Mar. 22,2011 Tue    天下の台所
 
 大災害に襲われ避難している人々にとって水道・電気、食料、医薬品、燃料などの供給と交通、通信手段が断たれたときの艱難辛苦は想像を絶する。阪神大震災直後、近場のコンビニに残ったパンを求めて行列をつくる被災者。被災してもいないのに買い占めに走った者はいたし、その種の人間はいまも後を絶たない。
陥没したり曲がったりした道路、倒壊家屋にさえぎられ、車両が殺到し極度の渋滞に陥った宝塚・西宮・伊丹・芦屋・神戸には小型自動二輪や自転車にまじってリヤカーまで飛び出した。
 
 阪神大震災時にはしばらく政治が機能しなかった。政府は自民、社民ほかの寄せ集め。村山首相は何をしたらいいのかわからぬまま時間が過ぎて、官邸に大臣が集まるまでどれだけの時間を要したことか。震災地で最初に動いたのは政府でもなく自治体でもない、民間である。自衛隊も政府や自治体からの要請がなく身動き取れずにいた。しかしその後自民党の対応は早く、国会で震災支援関連の法律を16本通過させた。
 
 そういう経験をへて災害時は要請なしに動けるようになった。にもかかわらず政府のウロウロ、モタモタぶりはどうしたことだろう。政権担当能力をもっているかどうか疑わしい民主党政府、火急時の采配も修飾語の多い講釈が先走ってピリッとしない。東電と共に迷走地図を売りつけるつもりだろうか。
 
 16年前さいわいであったのは大阪が無傷だったことである。大阪は電気も水も食料も病院もガソリンも鉄道、空港も無事、伊丹空港、関空もほぼ通常の運行スケジュールで稼働していた。町は活気にあふれていた。

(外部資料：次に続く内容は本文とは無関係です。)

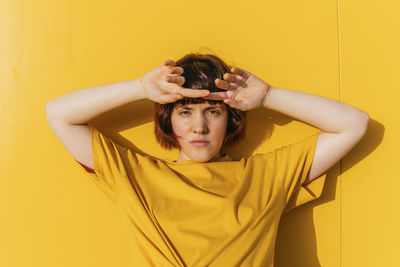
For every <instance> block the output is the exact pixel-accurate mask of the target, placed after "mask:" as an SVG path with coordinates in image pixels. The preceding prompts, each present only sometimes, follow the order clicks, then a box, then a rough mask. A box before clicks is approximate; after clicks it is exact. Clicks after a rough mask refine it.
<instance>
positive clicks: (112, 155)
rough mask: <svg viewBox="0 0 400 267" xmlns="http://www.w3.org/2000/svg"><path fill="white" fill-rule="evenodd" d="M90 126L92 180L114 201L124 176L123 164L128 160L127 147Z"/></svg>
mask: <svg viewBox="0 0 400 267" xmlns="http://www.w3.org/2000/svg"><path fill="white" fill-rule="evenodd" d="M89 127H90V133H91V139H92V152H93V160H94V173H93V172H91V173H90V174H89V175H90V176H91V177H92V178H93V179H92V181H93V182H95V184H96V185H97V186H98V187H99V188H100V189H101V190H102V191H103V192H104V193H105V194H106V195H107V196H108V197H110V198H111V199H112V200H113V201H114V202H116V201H117V200H118V190H119V185H120V183H121V180H122V178H123V177H124V176H126V169H125V164H127V162H128V160H129V155H128V154H129V149H128V148H126V147H123V146H121V145H119V144H117V143H116V142H114V141H113V140H112V139H110V138H108V137H106V136H105V135H103V133H101V132H100V131H99V130H97V129H96V128H94V127H93V126H89Z"/></svg>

しかし、いつもなら安穏な日々にひたっている人たちがめまぐるしく動いていた。大阪方面からスクーターで飲料水を運んでいる人がいた。パン、おにぎり、毛布を乗せてリヤカーや大八車をひく人がいた。それも一度ではなく何度か往復した。目的は被災者支援である。
 
 当時、家内の実家は大阪市内にあった。実家付近のスーパーマーケットには食料があふれていた。買い占めする人はいなかった。夜の店内は暗いところから避難してきた人間には異様なほど明るくみえた。街灯は町のすみずみを照らしていた。小学6年のころだったろうか、江戸時代、大坂は天下の台所といわれていたと社会科の授業で学んだ。だがそれは大坂の歴史的役割という理解にすぎず、実感にはほど遠かった。大震災後、天下の台所の意味をはじめて実感した。
 
 大阪の物流がストップしていたら被災者は途方に暮れ、神戸・西宮ほかの復旧もおくれていた。大阪から尼崎、西宮、芦屋をへて神戸に至る国道43号線、国道2号線が寸断され、まともに走れる道も大渋滞、閉店のガソリンスタンドもあったのに、リヤカー、大八車はどこ吹く風、余震も気にせず駆けつけ、テント村・被災者の支えとなったのだ。
人を救おうとしたことで支援者自身も救われることを体感した瞬間である。ともあれ、いざというとき即座に反応し、おせっかいにもみえる関西人気質により被災地は一息つけたように思う。
 
 できることをやるしかない。取り急ぎ貧者の一投で義援金1万円を郵便局から送った。先日、奈良の古寺、京都の神社に参詣し北北東に向かって手を合わせたが、毎日祈ってもものたりない。
今後、旅行したつもりで数万円、外食したつもりで数千円、電話で長話したつもり、孫はいないけれど孫にオモチャを買ったつもりで数千円の義援金を送りたい。それならできる。気は心という。いまできることはそれくらいしかない。